Un esempio pressoché intatto di orti annessi a un convento (e all'interno della cinta muraria di Bologna a fine Ottocento erano presenti ben novantasei conventi, tutti legati a grandi estensioni ortive) sono i secenteschi Orti di Via Orfeo. Questo angolo di campagna nel cuore della città dove, tra diversi tipi di piante, regnano i melograni e i filari di vite, ha rischiato di recente di trasformarsi in un parcheggio pubblico, un progetto che pare al momento sospeso e su cui vigila l'agguerrito comitato "Salviamo gli orti di Orfeo" (per saperne di più www.ortidiorfeo.org).
In questa occasione la sensibilità ambientale e culturale dei cittadini ha evitato che si riproponesse quella distruzione di interi giardini, anche di grande fama, avvenuta in più occasioni nel secolo scorso. Un esempio per tutti è il vasto spazio verde annesso a palazzo Agucchi (via Santo Stefano 73): un giardino all'inglese che comprendeva una collinetta boscosa, una pescheria, una serra e persino un laghetto con isola e ponte, il tutto dominato da un noce americano, alto più di trenta metri, abbattuto poco prima della seconda guerra mondiale con l'aiuto addirittura della dinamite!

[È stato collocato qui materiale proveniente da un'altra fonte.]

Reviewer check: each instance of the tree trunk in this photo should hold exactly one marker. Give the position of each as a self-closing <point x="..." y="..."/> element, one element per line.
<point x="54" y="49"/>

Continuiamo il nostro viaggio nel verde seguendo via Castiglione (splendidi giardini ai numeri 29, 47, 66 e 72), per poi raggiungere via Saragozza e i suoi dintorni (e il suggestivo giardino con architetture neogotiche del collegio di Spagna - presente sulla copertina del volume - fa rimpiangere l'impossibilità di visitarlo se non in alcune rare occasioni). Il volume permette di crearsi altri itinerari tra le strade e le piazze cittadine, alla scoperta dei piccoli ma sorprendenti giardini pubblici del centro (piazza Cavour, piazza Minghetti, via del Guasto, via San Leonardo, per citarne alcuni), o di alberi monumentali (uno per tutti, il gigantesco platano di piazza Malpighi, detto della "Cavallerizza" perché piantato nell'Ottocento nel maneggio a fianco di palazzo Dondini Rusconi).

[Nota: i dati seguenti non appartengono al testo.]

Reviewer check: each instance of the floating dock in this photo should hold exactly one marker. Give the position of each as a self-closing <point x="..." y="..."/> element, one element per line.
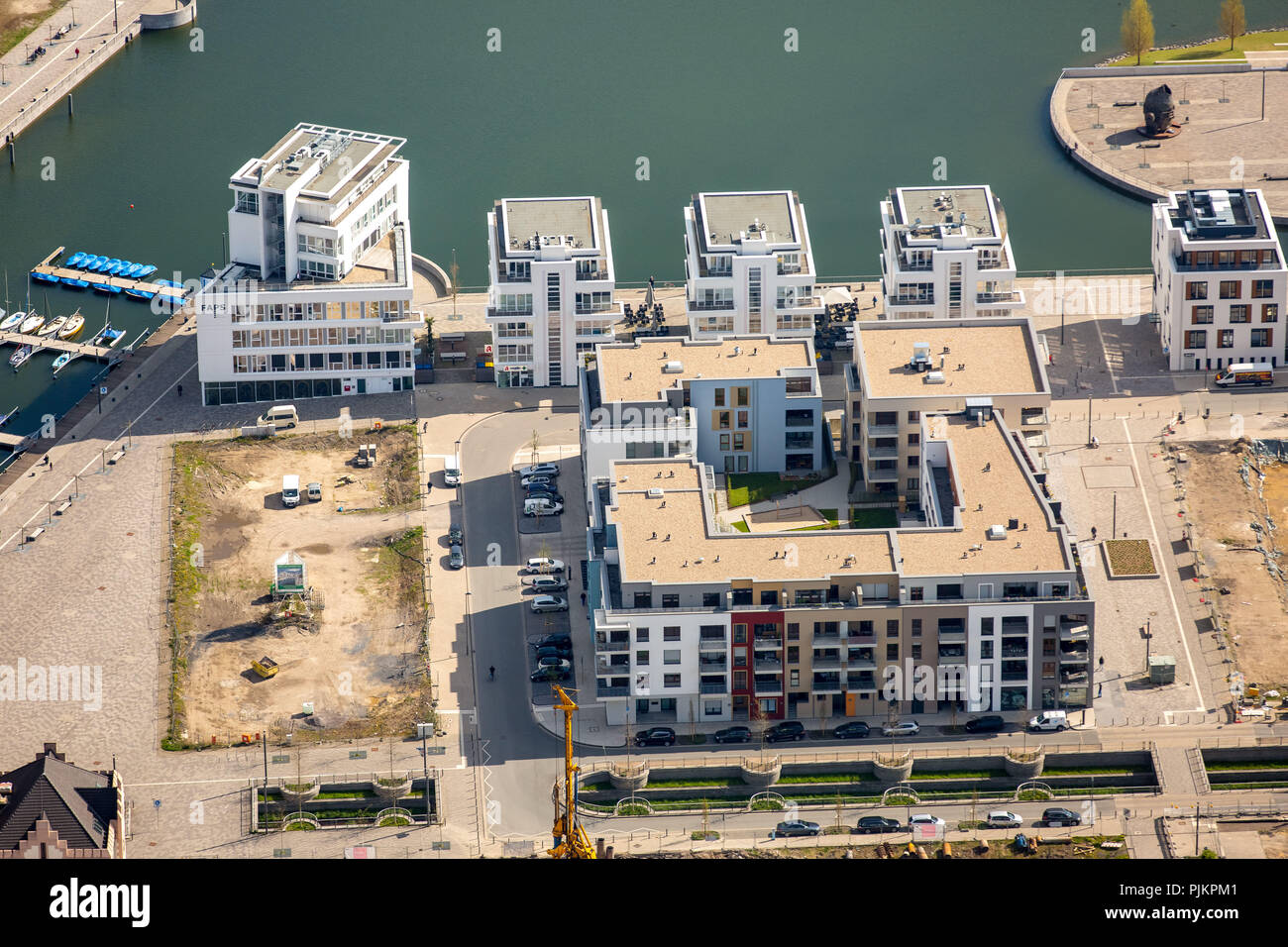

L'ultima sezione del libro è dedicata ai grandi parchi cittadini: la Montagnola, il primo protogiardino di Bologna, progettato agli inizi dell'Ottocento dall'architetto Giovanni Battista Martinetti, la cui fama fu soppiantata dai Giardini Margherita, un parco di ispirazione inglese, inaugurato nel luglio 1879, progettato dal piemontese Ernesto Balbo Bertone e dedicato alla moglie di re Umberto I. E ancora: il parco di San Michele in Bosco, il classico giardino all'italiana di Villa Spada (il più importante giardino formale di Bologna), i trenta ettari del parco di Villa Ghigi (metà giardino e metà tenuta di campagna, con zone caratterizzate da una grande ricchezza floristica).
Il percorso fotografico del volume è arricchito dagli interventi di Paola Rubbi, Mino Petazzini e Carlo Ferrari. Quest'ultimo, docente di Botanica ambientale all'Università di Bologna, ci offre anche un'interessantissima "antologia botanica" che contiene notizie e curiosità sulle piante ornamentali presenti in città.
Bologna nel verde. Parchi e giardini della città, fotografie di G. Angelini, testi di C. Ferrari, M. Petazzini, P. Rubbi, Zola Predosa (Bologna), Edizioni L'Inchiostro Blu, 2002, 221 p., Ç 48.